In Huntington’s Disease (HD) patients, the mHtt allele is translated into a mutated protein (mutant huntingtin, mHTT), which carries an abnormally long glutamine (polyQ) stretch after amino acid 17 close to the N-terminus. Similar to the physiological huntingtin protein (HTT), mHTT is abundant throughout the body, even though degenerative processes are restricted to selective neuronal tissues. In contrast to HTT, mHTT shows a pathological high concentration in cell nuclei. In addition, mHTT-expressing cells develop mHTT-containing protein aggregates in both nucleus and neurites. The presence of the elongated polyQ stretch leads to a disruption of physiological HTT function as well as a toxic gain of function. The pathogenic events in HD concern intracellular transport, gene as well as protein expression, protein degradation pathways, cellular energy metabolism, ion homeostasis, cell signaling and apoptosis.

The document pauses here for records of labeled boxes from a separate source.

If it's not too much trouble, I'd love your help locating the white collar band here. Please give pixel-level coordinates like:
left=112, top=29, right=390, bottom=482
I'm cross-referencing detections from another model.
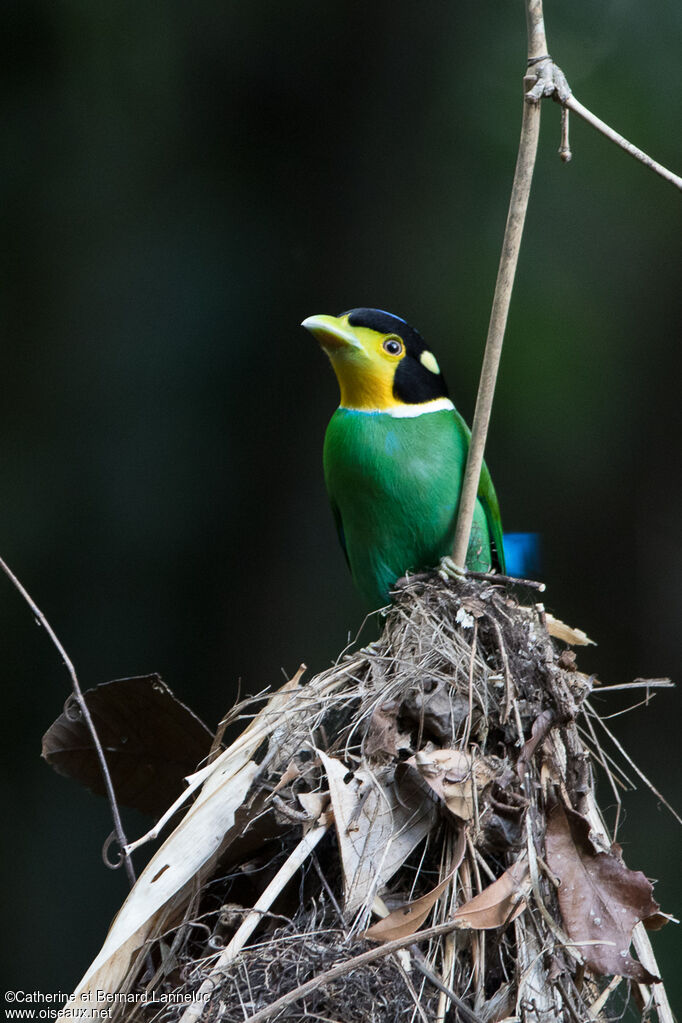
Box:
left=339, top=398, right=455, bottom=419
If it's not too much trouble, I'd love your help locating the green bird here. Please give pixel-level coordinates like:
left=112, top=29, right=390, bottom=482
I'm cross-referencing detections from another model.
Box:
left=302, top=308, right=504, bottom=608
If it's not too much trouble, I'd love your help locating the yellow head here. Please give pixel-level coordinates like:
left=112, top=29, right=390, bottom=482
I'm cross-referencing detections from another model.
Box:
left=302, top=308, right=450, bottom=414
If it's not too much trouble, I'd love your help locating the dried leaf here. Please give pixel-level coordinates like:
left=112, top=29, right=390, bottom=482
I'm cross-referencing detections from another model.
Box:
left=545, top=803, right=660, bottom=984
left=396, top=750, right=496, bottom=820
left=297, top=792, right=329, bottom=820
left=454, top=856, right=531, bottom=931
left=42, top=675, right=213, bottom=816
left=401, top=678, right=469, bottom=746
left=363, top=828, right=466, bottom=941
left=545, top=613, right=596, bottom=647
left=516, top=710, right=554, bottom=782
left=363, top=700, right=410, bottom=758
left=318, top=750, right=436, bottom=913
left=272, top=760, right=301, bottom=793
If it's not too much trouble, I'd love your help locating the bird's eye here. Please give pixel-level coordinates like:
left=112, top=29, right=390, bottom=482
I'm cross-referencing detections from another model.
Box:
left=383, top=338, right=403, bottom=355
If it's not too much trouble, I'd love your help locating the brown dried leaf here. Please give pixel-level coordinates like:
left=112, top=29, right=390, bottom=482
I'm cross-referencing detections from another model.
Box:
left=454, top=856, right=531, bottom=931
left=272, top=760, right=301, bottom=792
left=516, top=710, right=554, bottom=782
left=545, top=803, right=660, bottom=984
left=362, top=828, right=466, bottom=941
left=42, top=675, right=213, bottom=816
left=396, top=750, right=496, bottom=820
left=363, top=700, right=410, bottom=758
left=319, top=750, right=436, bottom=913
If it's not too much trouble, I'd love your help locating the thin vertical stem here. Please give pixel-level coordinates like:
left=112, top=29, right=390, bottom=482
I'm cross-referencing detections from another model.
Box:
left=0, top=558, right=135, bottom=888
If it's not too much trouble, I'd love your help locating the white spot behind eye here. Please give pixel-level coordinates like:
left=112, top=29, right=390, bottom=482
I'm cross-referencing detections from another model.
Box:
left=419, top=352, right=441, bottom=373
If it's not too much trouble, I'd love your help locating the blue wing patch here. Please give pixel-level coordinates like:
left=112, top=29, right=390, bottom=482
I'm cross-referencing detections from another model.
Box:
left=504, top=533, right=542, bottom=579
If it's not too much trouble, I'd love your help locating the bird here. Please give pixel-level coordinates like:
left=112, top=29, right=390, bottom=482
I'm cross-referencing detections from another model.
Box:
left=302, top=307, right=505, bottom=609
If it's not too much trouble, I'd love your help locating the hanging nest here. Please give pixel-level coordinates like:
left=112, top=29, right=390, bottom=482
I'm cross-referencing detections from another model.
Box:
left=61, top=575, right=672, bottom=1023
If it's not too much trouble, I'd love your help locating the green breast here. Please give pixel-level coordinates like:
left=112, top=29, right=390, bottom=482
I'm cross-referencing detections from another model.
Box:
left=324, top=408, right=499, bottom=607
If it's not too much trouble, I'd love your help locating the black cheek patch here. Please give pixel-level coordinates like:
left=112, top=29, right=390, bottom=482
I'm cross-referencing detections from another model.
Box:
left=393, top=353, right=448, bottom=405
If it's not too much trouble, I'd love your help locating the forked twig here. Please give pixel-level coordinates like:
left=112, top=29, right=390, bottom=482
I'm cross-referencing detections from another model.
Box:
left=0, top=558, right=136, bottom=888
left=452, top=0, right=682, bottom=573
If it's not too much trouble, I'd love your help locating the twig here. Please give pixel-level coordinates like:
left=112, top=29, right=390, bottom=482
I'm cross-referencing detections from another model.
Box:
left=464, top=571, right=547, bottom=593
left=594, top=678, right=675, bottom=696
left=180, top=817, right=331, bottom=1023
left=564, top=95, right=682, bottom=189
left=0, top=558, right=136, bottom=888
left=240, top=920, right=481, bottom=1023
left=452, top=0, right=682, bottom=574
left=585, top=700, right=682, bottom=825
left=452, top=0, right=547, bottom=571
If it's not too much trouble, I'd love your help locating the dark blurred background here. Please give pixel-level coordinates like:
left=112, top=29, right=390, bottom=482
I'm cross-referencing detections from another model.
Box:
left=0, top=0, right=682, bottom=1003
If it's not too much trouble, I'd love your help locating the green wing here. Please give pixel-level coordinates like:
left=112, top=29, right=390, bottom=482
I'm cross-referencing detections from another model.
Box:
left=455, top=409, right=505, bottom=574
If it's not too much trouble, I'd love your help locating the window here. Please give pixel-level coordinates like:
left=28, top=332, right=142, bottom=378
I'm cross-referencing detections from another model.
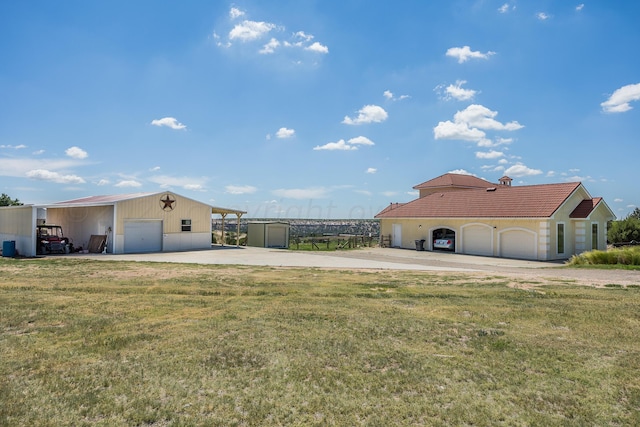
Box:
left=557, top=223, right=564, bottom=254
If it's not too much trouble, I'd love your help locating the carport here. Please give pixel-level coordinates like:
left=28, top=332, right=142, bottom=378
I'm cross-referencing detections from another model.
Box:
left=211, top=206, right=246, bottom=246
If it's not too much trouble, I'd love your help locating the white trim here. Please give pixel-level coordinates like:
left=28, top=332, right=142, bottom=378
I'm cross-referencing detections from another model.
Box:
left=555, top=221, right=564, bottom=256
left=589, top=221, right=600, bottom=250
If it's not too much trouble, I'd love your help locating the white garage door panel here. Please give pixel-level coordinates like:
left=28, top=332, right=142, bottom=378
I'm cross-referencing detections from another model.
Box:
left=124, top=220, right=162, bottom=253
left=500, top=230, right=536, bottom=259
left=462, top=225, right=493, bottom=256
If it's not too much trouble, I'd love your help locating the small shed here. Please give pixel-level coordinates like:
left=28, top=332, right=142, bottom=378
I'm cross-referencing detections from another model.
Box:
left=247, top=221, right=290, bottom=248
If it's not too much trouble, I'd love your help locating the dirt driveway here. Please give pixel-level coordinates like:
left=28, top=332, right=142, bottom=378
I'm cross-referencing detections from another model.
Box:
left=67, top=246, right=640, bottom=287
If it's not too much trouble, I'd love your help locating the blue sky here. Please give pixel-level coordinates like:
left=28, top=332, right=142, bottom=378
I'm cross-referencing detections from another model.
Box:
left=0, top=0, right=640, bottom=218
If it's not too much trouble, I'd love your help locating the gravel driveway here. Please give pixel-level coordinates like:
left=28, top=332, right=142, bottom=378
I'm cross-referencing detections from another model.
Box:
left=72, top=246, right=640, bottom=286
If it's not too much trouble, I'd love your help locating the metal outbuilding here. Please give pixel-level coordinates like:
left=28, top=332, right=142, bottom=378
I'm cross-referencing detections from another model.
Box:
left=247, top=221, right=290, bottom=248
left=0, top=192, right=246, bottom=256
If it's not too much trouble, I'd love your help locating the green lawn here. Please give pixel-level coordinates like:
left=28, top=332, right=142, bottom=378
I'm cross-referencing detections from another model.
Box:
left=0, top=258, right=640, bottom=426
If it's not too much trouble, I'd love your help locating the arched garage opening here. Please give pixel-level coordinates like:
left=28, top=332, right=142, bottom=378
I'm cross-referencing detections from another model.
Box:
left=430, top=227, right=456, bottom=252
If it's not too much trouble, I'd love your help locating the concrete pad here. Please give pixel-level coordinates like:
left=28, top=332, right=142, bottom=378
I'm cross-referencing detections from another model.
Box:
left=67, top=246, right=557, bottom=272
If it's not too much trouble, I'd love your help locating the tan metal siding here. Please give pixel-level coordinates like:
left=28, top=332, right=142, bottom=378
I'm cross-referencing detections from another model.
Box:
left=116, top=193, right=211, bottom=234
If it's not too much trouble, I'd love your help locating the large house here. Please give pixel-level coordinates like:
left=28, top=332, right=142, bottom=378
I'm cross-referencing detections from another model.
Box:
left=376, top=173, right=615, bottom=260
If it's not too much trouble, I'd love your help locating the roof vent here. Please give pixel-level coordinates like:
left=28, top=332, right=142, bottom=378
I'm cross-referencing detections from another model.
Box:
left=498, top=175, right=513, bottom=187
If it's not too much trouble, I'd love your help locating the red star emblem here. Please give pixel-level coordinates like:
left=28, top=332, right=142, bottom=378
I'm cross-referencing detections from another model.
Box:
left=160, top=194, right=176, bottom=211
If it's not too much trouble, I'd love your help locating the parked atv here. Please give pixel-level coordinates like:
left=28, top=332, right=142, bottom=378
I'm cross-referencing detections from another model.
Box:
left=36, top=224, right=73, bottom=255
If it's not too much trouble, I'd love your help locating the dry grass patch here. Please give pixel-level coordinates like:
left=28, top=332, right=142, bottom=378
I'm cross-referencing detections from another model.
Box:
left=0, top=259, right=640, bottom=426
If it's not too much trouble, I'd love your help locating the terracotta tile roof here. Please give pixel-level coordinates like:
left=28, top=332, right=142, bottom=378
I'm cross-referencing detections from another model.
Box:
left=569, top=197, right=602, bottom=218
left=375, top=182, right=581, bottom=218
left=55, top=193, right=160, bottom=205
left=413, top=173, right=496, bottom=190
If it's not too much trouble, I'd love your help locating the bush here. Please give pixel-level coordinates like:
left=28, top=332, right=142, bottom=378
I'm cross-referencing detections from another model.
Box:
left=569, top=246, right=640, bottom=265
left=607, top=216, right=640, bottom=243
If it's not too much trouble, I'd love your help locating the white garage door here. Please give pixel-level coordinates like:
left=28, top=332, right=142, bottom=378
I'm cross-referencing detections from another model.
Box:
left=124, top=220, right=162, bottom=253
left=267, top=226, right=287, bottom=248
left=462, top=225, right=493, bottom=256
left=500, top=230, right=537, bottom=259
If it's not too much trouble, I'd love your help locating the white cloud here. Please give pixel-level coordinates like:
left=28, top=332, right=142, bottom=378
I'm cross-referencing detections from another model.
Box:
left=258, top=38, right=280, bottom=54
left=433, top=104, right=524, bottom=147
left=65, top=147, right=89, bottom=159
left=115, top=179, right=142, bottom=188
left=272, top=187, right=328, bottom=200
left=276, top=128, right=296, bottom=139
left=313, top=139, right=358, bottom=151
left=229, top=7, right=244, bottom=19
left=564, top=175, right=594, bottom=182
left=445, top=80, right=478, bottom=101
left=224, top=185, right=258, bottom=194
left=229, top=20, right=276, bottom=42
left=446, top=46, right=495, bottom=64
left=433, top=120, right=486, bottom=142
left=349, top=136, right=375, bottom=145
left=151, top=117, right=186, bottom=130
left=304, top=42, right=329, bottom=53
left=504, top=163, right=542, bottom=178
left=498, top=3, right=516, bottom=13
left=382, top=90, right=411, bottom=101
left=600, top=83, right=640, bottom=113
left=26, top=169, right=85, bottom=184
left=342, top=105, right=389, bottom=125
left=453, top=104, right=524, bottom=131
left=218, top=7, right=329, bottom=58
left=476, top=150, right=504, bottom=159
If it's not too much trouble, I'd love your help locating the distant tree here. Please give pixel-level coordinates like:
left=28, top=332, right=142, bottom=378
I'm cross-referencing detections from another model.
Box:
left=0, top=193, right=22, bottom=206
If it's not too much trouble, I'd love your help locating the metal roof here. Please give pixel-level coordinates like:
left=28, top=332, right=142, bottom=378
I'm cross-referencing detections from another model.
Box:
left=38, top=191, right=246, bottom=216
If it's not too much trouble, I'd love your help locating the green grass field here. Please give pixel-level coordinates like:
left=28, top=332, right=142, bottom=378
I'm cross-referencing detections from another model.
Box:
left=0, top=258, right=640, bottom=426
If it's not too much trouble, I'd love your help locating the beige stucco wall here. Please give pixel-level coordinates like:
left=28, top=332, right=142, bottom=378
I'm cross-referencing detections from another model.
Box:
left=380, top=186, right=614, bottom=260
left=380, top=218, right=549, bottom=259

zQ175DN-KI mice (JAX# 029928) have the mouse Htt exon 1 replaced by the human Htt exon 1 sequence with ~180-220 CAG repeats. Furthermore, the neo cassette of these KI mice was deleted (DN). zQ175DN KI mice show:
- High mHTT levels
- Reduced body weight
- Reduced general health
- Reduced motor skills
Figure 1: Quantification of mHTT by sandwich immunosorbent assay using the MesoScale Discovery platform in the isocortex of 5.5 months old mixed sex zQ175DN KI and WT mice. WT: n = 3; zQ175DN KI: n = 12. Mean + SEM. Unpaired t-test. ***p<0.001.
Figure 2: Beam Walk test of 5.5. months old mixed sex zQ175DN KI and WT mice. Number of slips on a 10 mm square beam. n = 12 per group. Mean + SEM; unpaired t-test. **p<0.01.